Physicists refer to the three values of the colour charge as blue, green and red. (This is more idiocy – you might as well call them ‘baboon’, ‘lion’ and ‘giraffe’.) If a blue quark, a green quark and a red quark come together to form a hadron (a class of particles that includes protons and neutrons), then the hadron will have a colour charge of ‘white’, becoming colour-neutral. Anti-quarks have anti-colour charges: antiblue, antigreen, antired. When a red quark and an antired anti-quark meet, they will annihilate each other – but not so when a red quark and an antiblue anti-quark meet.
Gluons complicate this picture further because, in experiments, physicists have found that gluons behave as if they have both colour and anti-colour. In physical terms, this doesn’t make much sense, but they do in mathematical terms (which we won’t get into). Let’s say a proton is made of one red quark, one blue quark and one green quark. The quarks are held together by gluons, which also have a colour charge. So when two quarks exchange a gluon, the colours of the quarks change. If a blue quark emits a blue-antigreen gluon, the quark turns green whereas the quark that receives the gluon will turn blue. Ultimately, if the proton is ‘white’ overall, then the three quarks inside are responsible for maintaining that whiteness. This is the law of conservation of colour charge.

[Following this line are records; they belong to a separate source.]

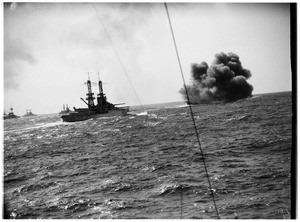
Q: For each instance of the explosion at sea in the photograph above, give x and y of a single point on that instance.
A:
(225, 80)
(134, 166)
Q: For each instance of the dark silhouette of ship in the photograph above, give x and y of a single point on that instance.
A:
(29, 113)
(103, 107)
(65, 109)
(10, 115)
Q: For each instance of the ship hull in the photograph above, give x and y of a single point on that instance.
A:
(82, 116)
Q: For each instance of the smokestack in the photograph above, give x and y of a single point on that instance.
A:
(225, 80)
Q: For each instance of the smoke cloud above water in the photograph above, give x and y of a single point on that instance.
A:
(225, 80)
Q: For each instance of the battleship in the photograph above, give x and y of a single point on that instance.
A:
(103, 107)
(29, 113)
(65, 109)
(10, 115)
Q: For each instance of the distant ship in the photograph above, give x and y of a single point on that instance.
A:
(103, 107)
(29, 113)
(65, 109)
(10, 115)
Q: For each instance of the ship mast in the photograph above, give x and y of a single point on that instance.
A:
(90, 95)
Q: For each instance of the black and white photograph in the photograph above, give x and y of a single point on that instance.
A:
(149, 110)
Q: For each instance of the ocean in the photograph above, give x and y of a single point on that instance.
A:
(150, 166)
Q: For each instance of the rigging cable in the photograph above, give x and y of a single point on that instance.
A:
(117, 55)
(191, 111)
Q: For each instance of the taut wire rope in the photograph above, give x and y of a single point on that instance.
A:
(192, 114)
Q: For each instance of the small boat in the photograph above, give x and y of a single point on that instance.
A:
(102, 109)
(10, 115)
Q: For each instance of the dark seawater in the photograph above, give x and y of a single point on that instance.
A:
(135, 166)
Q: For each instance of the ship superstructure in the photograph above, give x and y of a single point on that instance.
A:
(102, 107)
(10, 115)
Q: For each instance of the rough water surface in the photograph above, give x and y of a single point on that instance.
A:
(150, 166)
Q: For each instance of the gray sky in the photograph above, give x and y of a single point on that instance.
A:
(50, 47)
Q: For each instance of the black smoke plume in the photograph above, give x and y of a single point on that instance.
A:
(225, 80)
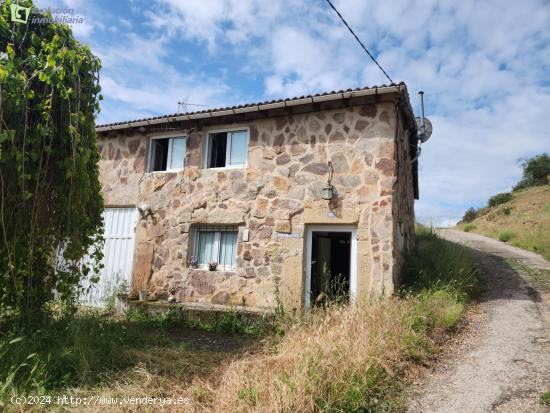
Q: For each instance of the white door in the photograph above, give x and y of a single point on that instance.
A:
(118, 253)
(352, 230)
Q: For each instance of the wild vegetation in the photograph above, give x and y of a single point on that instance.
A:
(520, 217)
(50, 199)
(338, 358)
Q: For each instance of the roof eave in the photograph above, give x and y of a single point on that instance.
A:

Gluons emit gluons because of their colour charges. When quarks exchange gluons, the quarks’ colour charges also change. In effect, the gluons are responsible for quarks getting their colours. And because the gluons participate in the evolution of the force that they also mediate, they’re just gonzo: they can interact with themselves to give rise to new particles.

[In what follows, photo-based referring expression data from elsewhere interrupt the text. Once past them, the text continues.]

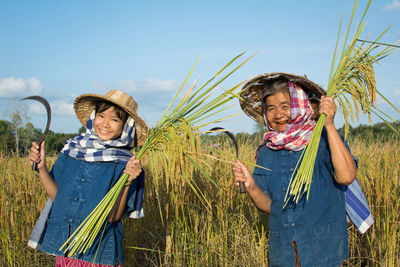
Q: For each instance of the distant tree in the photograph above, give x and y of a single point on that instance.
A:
(28, 134)
(18, 115)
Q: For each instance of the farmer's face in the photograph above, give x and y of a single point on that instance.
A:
(108, 125)
(278, 111)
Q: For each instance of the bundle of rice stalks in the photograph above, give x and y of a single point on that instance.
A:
(351, 80)
(173, 134)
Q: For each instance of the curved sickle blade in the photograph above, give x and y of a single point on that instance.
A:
(48, 110)
(242, 187)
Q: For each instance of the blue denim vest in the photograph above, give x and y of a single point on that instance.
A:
(317, 225)
(81, 186)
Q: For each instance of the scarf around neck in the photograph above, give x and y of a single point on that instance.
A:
(88, 147)
(298, 129)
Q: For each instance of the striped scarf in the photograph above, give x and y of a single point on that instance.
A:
(88, 147)
(298, 129)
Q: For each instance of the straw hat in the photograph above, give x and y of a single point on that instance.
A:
(253, 92)
(85, 104)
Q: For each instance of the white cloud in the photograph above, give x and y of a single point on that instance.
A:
(392, 6)
(147, 85)
(17, 87)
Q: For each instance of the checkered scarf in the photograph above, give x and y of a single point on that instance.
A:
(88, 147)
(298, 129)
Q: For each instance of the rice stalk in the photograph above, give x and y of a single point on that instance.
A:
(173, 134)
(351, 74)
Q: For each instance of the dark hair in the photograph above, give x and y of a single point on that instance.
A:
(102, 106)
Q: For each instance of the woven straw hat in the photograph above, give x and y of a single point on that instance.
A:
(85, 104)
(253, 92)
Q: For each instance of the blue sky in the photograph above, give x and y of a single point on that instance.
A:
(61, 49)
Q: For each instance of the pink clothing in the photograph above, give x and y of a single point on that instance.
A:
(69, 262)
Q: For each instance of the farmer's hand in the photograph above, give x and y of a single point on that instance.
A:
(133, 168)
(38, 156)
(242, 174)
(328, 107)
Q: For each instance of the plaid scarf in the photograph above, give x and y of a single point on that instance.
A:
(298, 129)
(88, 147)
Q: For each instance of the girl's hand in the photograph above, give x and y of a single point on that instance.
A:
(38, 156)
(328, 107)
(133, 168)
(242, 174)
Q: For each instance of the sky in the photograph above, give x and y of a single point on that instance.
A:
(62, 49)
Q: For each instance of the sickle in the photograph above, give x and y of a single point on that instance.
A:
(48, 110)
(242, 188)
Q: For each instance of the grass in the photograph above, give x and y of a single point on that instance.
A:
(223, 229)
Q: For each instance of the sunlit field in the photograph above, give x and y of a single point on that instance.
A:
(190, 221)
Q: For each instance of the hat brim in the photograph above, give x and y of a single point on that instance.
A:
(86, 103)
(253, 91)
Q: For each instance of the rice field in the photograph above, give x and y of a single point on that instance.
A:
(190, 221)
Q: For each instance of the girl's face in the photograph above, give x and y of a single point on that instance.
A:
(108, 125)
(278, 111)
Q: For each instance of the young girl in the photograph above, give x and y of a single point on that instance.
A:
(86, 169)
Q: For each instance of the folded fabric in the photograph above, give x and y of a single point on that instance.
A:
(357, 209)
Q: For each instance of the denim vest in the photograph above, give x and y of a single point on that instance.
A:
(317, 225)
(81, 186)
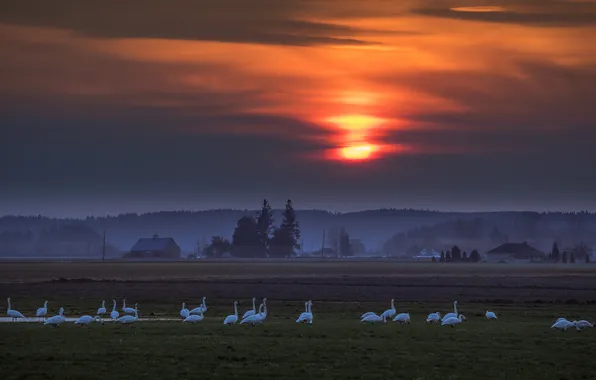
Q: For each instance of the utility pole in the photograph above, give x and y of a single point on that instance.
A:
(103, 250)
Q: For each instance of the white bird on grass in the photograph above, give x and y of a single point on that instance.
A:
(114, 314)
(56, 320)
(433, 317)
(233, 318)
(13, 313)
(452, 321)
(102, 310)
(42, 311)
(490, 315)
(251, 312)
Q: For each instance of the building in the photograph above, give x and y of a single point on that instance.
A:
(154, 248)
(514, 253)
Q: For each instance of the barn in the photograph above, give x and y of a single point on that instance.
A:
(515, 253)
(154, 248)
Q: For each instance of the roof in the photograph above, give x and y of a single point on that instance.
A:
(153, 244)
(518, 250)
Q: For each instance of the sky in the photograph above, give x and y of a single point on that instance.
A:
(142, 105)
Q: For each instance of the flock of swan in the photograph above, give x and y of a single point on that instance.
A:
(256, 317)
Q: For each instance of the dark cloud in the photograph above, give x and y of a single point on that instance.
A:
(261, 21)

A gluon can split up into two gluons or into a quark-antiquark pair. Say a quark and an antiquark are joined together. If you try to pull them apart by supplying some energy, the gluon between them will ‘swallow’ that energy and split up into one antiquark and one quark, giving rise to two quark-antiquark pairs (and also preserving colour-confinement). If you supply even more energy, more quark-antiquark pairs will be generated.
For these reasons, the strong nuclear force is called a ‘colour force’: it manifests in the movement of colour charge between quarks.
In an atomic nucleus, say there is one proton and one neutron. Each particle is made up of three quarks. The quarks in the proton and the quarks in the neutron interact with each other because they are close enough to be colour-confined: the proton-quarks’ gluons and the neutron-quarks’ gluons interact with each other. So the nucleus is effectively one ball of quarks and gluons. However, one nucleus doesn’t interact with that of a nearby atom in the same way because they’re too far apart for gluons to be exchanged.
Clearly, this is quite complicated – not just for you and me but also for scientists, and for supercomputers that perform these calculations for large experiments in which billions of protons are smashed into each other to see how the particles interact. Imagine: there are six types, or ‘flavours’, of quarks, each carrying one of three colour charges. Then there is the one gluon that can carry one of nine combinations of colour-anticolour charges.